En medio de un contexto fecundo para la aparición, casi simultánea, de verdaderos parteaguas del cine de terror y fantástico (en 1999, M. Night Shyamalan presenta El sexto sentido, y en 2001, Alejandro Amenábar entrega Los otros), el realizador español Jaume Balagueró estrenó, hace 26 años, su filme Los sin nombre.
En esa versión cinematográfica de la novela La secta sin nombre, escrita por Ramsey Campbell, el director de Darkness, Frágiles, la saga Rec y Mientras duermes compuso un diestro, intenso y bellamente fotografiado drama sicológico de trasfondo terrorífico.
La película, debut en el largometraje del cineasta catalán, brindó un estímulo impulsor al nada desdeñable volumen de cine de género, hecho en España, advenido a lo largo del siglo xxi: segmento que tuvo una adelantada notable con Tesis (Alejandro Amenábar, 1996).
Ese nombre esencial del cine de terror ibérico que es Balagueró funge ahora de productor ejecutivo de la miniserie Los sin nombre (Movistar Plus+, 2025), también basada en el libro de Campbell.
Sin alcanzar la estatura del referido filme del realizador catalán, el material televisivo de seis episodios prosigue mostrando algunas señales de la buena forma de la pequeña pantalla española,c cuando se adentra en las comarcas del suspenso, el crimen y los sustos.
Pese a haber varios cambios entre una y otra, las premisas argumentales básicas de la película y de la serie son parecidas, en tanto abrevan en similar raíz literaria: Claudia (Mire Ibarguren) pierde a su hija, Ángela, en circunstancias confusas que hablan de su rapto, y posterior muerte, por integrantes de una misteriosa secta dedicada a robar y experimentar con niños «especiales».
La pequeña poseía el inigualable don de otorgar la resurrección, pues devolvió a la vida a una joven accidentada y a un ave.

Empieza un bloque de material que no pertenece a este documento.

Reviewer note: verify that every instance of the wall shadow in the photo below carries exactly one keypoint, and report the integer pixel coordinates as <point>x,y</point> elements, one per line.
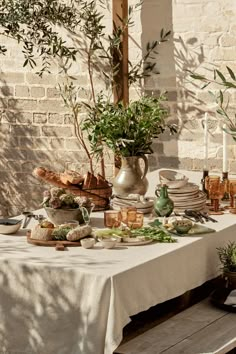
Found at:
<point>175,58</point>
<point>157,15</point>
<point>19,155</point>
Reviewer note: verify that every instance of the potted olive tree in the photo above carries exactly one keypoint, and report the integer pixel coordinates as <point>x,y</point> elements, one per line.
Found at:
<point>224,82</point>
<point>129,132</point>
<point>227,257</point>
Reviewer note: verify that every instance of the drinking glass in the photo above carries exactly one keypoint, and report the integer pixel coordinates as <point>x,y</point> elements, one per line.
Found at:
<point>112,218</point>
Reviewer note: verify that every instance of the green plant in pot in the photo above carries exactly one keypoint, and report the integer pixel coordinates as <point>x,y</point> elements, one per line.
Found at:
<point>128,131</point>
<point>227,257</point>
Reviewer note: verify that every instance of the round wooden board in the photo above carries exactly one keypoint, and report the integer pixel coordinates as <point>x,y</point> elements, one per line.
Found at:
<point>51,243</point>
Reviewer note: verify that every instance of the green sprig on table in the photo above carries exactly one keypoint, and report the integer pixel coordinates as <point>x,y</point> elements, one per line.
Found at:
<point>154,233</point>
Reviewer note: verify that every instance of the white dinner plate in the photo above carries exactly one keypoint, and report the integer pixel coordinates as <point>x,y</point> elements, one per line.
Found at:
<point>188,188</point>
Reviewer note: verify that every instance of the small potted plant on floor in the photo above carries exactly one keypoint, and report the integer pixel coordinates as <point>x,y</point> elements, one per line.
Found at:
<point>227,257</point>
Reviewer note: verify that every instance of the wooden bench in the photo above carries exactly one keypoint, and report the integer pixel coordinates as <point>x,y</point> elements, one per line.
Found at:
<point>199,329</point>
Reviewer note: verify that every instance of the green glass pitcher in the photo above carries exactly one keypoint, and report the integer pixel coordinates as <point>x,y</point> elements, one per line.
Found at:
<point>163,205</point>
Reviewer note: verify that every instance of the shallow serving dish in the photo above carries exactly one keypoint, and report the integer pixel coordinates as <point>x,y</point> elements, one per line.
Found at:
<point>172,179</point>
<point>88,242</point>
<point>182,226</point>
<point>108,242</point>
<point>9,226</point>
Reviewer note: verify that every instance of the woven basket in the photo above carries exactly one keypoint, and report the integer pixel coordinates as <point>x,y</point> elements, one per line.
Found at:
<point>100,196</point>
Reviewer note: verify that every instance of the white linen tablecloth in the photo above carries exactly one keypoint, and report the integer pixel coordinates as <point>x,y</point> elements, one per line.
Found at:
<point>78,301</point>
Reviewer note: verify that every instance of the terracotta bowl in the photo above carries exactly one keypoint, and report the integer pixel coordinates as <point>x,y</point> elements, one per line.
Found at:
<point>172,179</point>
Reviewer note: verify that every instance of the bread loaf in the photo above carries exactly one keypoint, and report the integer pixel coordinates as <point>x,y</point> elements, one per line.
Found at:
<point>90,181</point>
<point>101,182</point>
<point>79,232</point>
<point>71,177</point>
<point>49,177</point>
<point>41,233</point>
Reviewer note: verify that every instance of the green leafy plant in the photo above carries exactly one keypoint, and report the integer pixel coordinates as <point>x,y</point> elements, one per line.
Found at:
<point>35,23</point>
<point>227,257</point>
<point>225,82</point>
<point>127,130</point>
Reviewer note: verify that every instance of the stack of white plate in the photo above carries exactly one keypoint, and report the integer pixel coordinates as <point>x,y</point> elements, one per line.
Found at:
<point>187,197</point>
<point>145,205</point>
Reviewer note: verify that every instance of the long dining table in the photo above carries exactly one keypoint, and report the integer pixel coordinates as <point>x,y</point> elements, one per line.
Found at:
<point>78,301</point>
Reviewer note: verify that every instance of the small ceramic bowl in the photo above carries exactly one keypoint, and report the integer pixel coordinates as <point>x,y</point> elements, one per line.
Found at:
<point>182,226</point>
<point>172,179</point>
<point>108,242</point>
<point>9,226</point>
<point>87,242</point>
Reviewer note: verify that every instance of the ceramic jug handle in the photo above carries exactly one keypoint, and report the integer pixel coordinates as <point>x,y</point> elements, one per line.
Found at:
<point>144,158</point>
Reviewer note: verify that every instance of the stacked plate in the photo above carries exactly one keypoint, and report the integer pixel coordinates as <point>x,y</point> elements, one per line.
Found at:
<point>145,205</point>
<point>187,197</point>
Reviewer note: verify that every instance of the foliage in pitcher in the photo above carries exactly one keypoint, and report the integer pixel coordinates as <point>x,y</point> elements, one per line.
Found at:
<point>127,130</point>
<point>35,24</point>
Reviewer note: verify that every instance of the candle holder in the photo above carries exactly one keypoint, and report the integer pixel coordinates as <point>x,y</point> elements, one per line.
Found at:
<point>204,175</point>
<point>216,189</point>
<point>226,183</point>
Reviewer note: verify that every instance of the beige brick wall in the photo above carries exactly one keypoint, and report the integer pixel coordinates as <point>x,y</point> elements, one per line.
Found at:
<point>36,128</point>
<point>204,35</point>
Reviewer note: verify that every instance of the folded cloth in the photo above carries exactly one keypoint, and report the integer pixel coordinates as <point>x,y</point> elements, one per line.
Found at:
<point>231,299</point>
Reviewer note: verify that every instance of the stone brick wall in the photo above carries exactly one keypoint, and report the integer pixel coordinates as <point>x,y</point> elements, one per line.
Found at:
<point>204,38</point>
<point>36,129</point>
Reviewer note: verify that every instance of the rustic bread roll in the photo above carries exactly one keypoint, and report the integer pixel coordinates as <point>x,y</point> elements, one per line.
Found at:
<point>90,181</point>
<point>71,177</point>
<point>49,177</point>
<point>101,182</point>
<point>79,232</point>
<point>41,233</point>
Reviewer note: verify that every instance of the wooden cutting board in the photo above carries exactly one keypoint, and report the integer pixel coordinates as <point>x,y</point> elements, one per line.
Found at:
<point>52,243</point>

Claudia sobrelleva la angustia por la pérdida de la hija, a través de un proceso de duelo que, en su fase final, le permite reconectarse con la vida y proseguir el curso de sus días. Sin embargo, siete años después del suceso –cuando comenzaba a capear su lamento y está a punto de tener una nueva criatura–, recibe una llamada que la paraliza primero, y la electriza luego.
Lo que oye por teléfono son las siguientes palabras: «Mamá, soy yo, Ángela. ¡Por favor, ven a buscarme!» ¿Está viva su hija?
La zona más afortunada de la serie, creada por Pau Freixas y Pol Cortecans, transcurre durante la etapa de exposición del conflicto. En esa área existe un solvente manejo de la tensión y de los climas y miniclimas (provisto de fluidez y soltura; no forzado ni sobrecargado), además de sentarse los pilares del personaje central de Claudia, con todos los ingredientes que aconsejan los manuales de guion, al perfilarse crisis existenciales de este tipo.
Contrario a lo presentido por el comentarista, la actriz vasca Mire Ibarguren, más conocida por su incursión en la comedia (Aida, Anclados…) no desentona en un papel dramático que le exige vehemencia, visceralidad y energía, pues se concibe desde la desesperación y el ansia de un ser humano por recuperar a su hija.
La circunstancia negativa se registra a partir de la zona media y final, cuando está en marcha y posible despeje la investigación emprendida por Claudia, el antiguo inspector policial Salazar (un personaje lleno de estereotipos que no puede aupar ni alguien con el talento del argentino Rodrigo de la Serna) y Laura, la joven accidentada a la cual Ángela salvó, quien narra el hecho en un libro.
Freixas y Cortecans se dejan ganar ahora por el efectismo, los subrayados agobiantes de la banda sonora y una incomprensible urgencia por recargar el relato a ultranza, mediante estridencias, mucho toque paranormal y un exasperante uso de ciertos símbolos. Con ello, pierde coherencia, tacto y foco una serie que, por otro lado, descuella en ángulos como la dirección de arte y la fotografía.